In my research on home schooling and how I should go about it, I came across the term deschooling and I was confused. Going down this rabbit hole, I felt like a lot of the information I came across it was quite vague and now trying to implement it in our lives, I can see why!


So far as I can tell deschooling is a time period after taking your child out of school in which you do not push any type of homeschooling onto your child. You do not attempt to actively educate them in anyway, you just let them be. It's like the summer holidays but normally for much longer. Homeschoolers and advocates says that for each year your child was in school, you should 'deschool' for a month.


This means that I should leave Levi to do whatever he wants for 2 to 4 months (depending on if I should be deschooling from nursery as well, should I?). In this time, I should remove all formal instruction from his day to day life. Relinquish any control I may have or wish to have on how he spends his days. If he wants to sleep, he sleeps. Reads, he reads. Whatever it is he wishes to do, we should let him do it. Obviously, we have places we need to go or as a family decide to visit so he'll be coming along. But, in essence all bets are off. Well, I'm freaking out!

Deschooling for the parents is also something I came across but I didn't find a lot of information about how to go about doing this! I am a product of the school system, I want detailed instructions please!!!


What I found out on what parents should be trying to do is that we are trying to get to grips with what we think school should look like and how we have learnt and what the school systems teaches us and LET IT ALL GO. Just enjoy hanging out with your child and let everything else fall away. Oh my, easier said than done! I feel like this time is going to take some serious self analyse, self reflection and self development. I have not been taught to learn on my own, I have no idea way to start when it comes to this...people often pedal "you gotta put in the work" but I've never been taught how to without someone holding my hand every step of the way. So, I feel out of my depth. Learning to be "out of control" is definitely a new one for me!

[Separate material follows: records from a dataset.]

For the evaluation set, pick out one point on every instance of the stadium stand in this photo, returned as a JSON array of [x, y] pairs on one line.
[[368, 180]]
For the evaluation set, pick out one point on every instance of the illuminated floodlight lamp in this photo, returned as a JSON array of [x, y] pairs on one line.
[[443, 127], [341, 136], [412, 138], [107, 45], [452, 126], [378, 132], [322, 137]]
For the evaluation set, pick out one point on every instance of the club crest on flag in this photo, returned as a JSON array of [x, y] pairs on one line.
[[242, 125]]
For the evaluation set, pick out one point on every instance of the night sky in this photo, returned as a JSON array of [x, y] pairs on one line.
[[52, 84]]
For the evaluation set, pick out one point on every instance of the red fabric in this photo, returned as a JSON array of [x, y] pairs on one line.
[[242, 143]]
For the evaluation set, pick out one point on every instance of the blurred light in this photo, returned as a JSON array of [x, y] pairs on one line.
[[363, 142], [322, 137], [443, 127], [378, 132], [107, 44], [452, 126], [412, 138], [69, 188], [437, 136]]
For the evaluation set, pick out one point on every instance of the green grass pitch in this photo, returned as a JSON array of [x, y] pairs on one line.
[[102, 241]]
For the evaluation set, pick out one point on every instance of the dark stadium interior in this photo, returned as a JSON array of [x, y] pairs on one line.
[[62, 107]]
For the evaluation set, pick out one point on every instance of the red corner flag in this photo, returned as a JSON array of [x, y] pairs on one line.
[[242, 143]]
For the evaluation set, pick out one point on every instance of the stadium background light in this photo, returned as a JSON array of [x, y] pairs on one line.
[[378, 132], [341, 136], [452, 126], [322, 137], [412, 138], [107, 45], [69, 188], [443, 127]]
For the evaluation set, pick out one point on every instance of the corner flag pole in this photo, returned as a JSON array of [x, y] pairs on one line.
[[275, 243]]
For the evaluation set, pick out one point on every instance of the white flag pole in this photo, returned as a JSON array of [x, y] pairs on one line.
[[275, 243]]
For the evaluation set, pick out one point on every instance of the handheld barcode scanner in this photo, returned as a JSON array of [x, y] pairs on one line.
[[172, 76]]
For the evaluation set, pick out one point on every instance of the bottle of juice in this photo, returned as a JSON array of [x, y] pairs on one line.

Thinking about how our days are going to change, it actually looks pretty easy. We don't have a huge amount of structure to our days anyway, particularly the weekends, so I can't imagine how hard this would be for other families who do all sorts of extra-curricular and who organise their kids schedule to the ninth degree. But, even so, I am two days in and finding it difficult. Levi doesn't do any extra curricular because he never showed any real interest in doing any and we weren't about to push him. He was already shattered from school. We did do swimming for about 10 months but it just wasn't working for us, something to revisit now we actually have time in our days.


I would say that we had a schedule though, a bedtime, a mealtime...however our main issue with deschooling is that we keep suggesting ideas for how Levi should spend his day but in a way that makes Levi feel like he should be doing those things, steering him away from things we don't really want him to be doing.

Letting Levi suggest something and us just saying "Yes" then letting him just explore that idea and develop on it without us pushing our own ideas, not easy.


I feel like this is an underlying feeling of needing or wanting some form of control or worrying that your child is going to get bored or even worse do activities you don't want them! Like sit on a game console all day. Shock, horror!


Day 3 of deschooling and I can both see and feel how difficult this is going to be for us!